Awards have indeed changed my life; they made writing a harder task for me. Since I won my first award, which was the Hindu Prize in 2014, I have become very self-conscious about my writing. I feel being watched, which sometimes results in losing my rhythm. On the other hand, these recognitions have given me the space and energy to experiment with form and craft.
Sales and (local) prizes aren’t exactly correlated for literary fiction in India. There is always the risk that a stellar novel might face general apathy despite what it achieves in the critic’s eye. What would you rather have – big sales or big prizes?
I would certainly prefer critical acclamation to sales.
Is there any other language that you had the option to write in? Do you write in English out of a conscious choice? Why or why not?

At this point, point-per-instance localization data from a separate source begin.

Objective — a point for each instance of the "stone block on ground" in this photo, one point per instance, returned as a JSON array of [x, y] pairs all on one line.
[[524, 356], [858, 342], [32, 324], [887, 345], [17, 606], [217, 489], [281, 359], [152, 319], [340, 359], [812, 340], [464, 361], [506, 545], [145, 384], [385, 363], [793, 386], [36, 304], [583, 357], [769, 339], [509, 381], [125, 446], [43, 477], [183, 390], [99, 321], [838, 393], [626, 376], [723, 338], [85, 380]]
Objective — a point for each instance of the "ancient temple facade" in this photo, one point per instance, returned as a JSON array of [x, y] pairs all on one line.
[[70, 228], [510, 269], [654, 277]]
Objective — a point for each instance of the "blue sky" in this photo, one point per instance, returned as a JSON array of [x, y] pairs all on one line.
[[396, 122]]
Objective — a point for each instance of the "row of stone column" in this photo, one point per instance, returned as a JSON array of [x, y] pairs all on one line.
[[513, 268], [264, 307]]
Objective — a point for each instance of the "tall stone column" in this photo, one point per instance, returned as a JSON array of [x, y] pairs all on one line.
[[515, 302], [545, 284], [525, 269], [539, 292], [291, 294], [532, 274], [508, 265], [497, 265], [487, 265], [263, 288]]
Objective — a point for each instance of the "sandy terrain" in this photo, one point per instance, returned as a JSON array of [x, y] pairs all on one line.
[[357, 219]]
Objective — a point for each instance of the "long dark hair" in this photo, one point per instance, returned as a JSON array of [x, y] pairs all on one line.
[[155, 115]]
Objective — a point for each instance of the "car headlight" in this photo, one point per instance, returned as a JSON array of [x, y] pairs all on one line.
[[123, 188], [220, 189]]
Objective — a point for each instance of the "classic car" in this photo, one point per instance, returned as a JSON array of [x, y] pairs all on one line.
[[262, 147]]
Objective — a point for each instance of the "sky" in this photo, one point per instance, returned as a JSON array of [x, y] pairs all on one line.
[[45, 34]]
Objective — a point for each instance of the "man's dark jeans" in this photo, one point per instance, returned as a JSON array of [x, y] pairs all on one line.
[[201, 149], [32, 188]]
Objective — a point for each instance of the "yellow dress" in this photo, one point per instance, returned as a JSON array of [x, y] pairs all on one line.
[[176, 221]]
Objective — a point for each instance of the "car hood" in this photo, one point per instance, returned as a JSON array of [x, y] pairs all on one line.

I attended schools where the medium of instruction was Malayalam. So I can write in Malayalam, but I don’t know if I am good at it. Writing novels in Malayalam never appealed to me. Maybe the decision to write in English was influenced by my home library which had a tremendous collection of English literature.
There is a paragraph in The Blind Lady’s Descendants in which the narrator thinks of a letter from his uncle Kasim, who lives in London. In the image in the narrator’s mind, the letter is seen to be traveling like a paper plane, along a dotted line between continents. The narrator, born in 1968, imagines this sometime in the 80s. It felt anachronistic to me, for I can only place such graphical representations of intercontinental in movies and ads that came after that time. Just something that I can’t think of as having been available in the 80s (correct me if I’m wrong). How could the narrator have this image in his mind?
Continuing with anachronisms, there is a mention of Osama Bin Laden among the characters in The Blind Lady’s Descendants 9in the 80s, again). Now we all know that Bin Laden grew infamous, or even famous, only in the mid-nineties. Did you commit an error here? Or are these conscious decisions? If yes, then for what aesthetic effect?
No, they were not conscious decisions. The one about Laden didn’t occur to me until you pointed it out. But letters travelling as paper planes is definitely not an anachronism. I used to imagine letters as flying machines in my childhood.
Talking of anachronisms and other errors, there are a couple of them in my first novel which went unnoticed by everyone until the author Kiran Khalap brought them to my notice through a mail. One of them was about people drinking tea from plastic cups in 1976 – plastic cups were not used in India back then; the second one was about the presence of humming birds in the story – there are no humming birds in India.
‘Inside every big Indian city, there is a little Pakistan’ – this line from Vanity Bagh is perhaps the most explicit articulation of the political strain in that novel. Are we going to have an out-and-out political novel from Anees Salim?
No, not in the near future. The book I am currently working on has nothing to do with politics. And the one after that will probably be a historical novel.
What writing routine do you follow? Do you write everyday – mornings? – evenings?
Yes, I write every day, and I prefer to write when my home is quiet, which is late at night or early in the morning. I can’t write when people are up and about. I envy people who sit at cafes and write bestsellers.
One of the best moments in Vanity Bagh for me was when a character played with Mahatma Gandhi’s statement ‘My life is my message’, represented it verbatim as a possible advertisement by a telco. I laughed out loud, and can’t stop smiling whenever I think of it. What role does humour play in your writing?
I use humour to make the act of writing simpler and more entertaining. Using a serious tone makes me want to stop writing and shut down the computer. But when I read I choose serious stuff.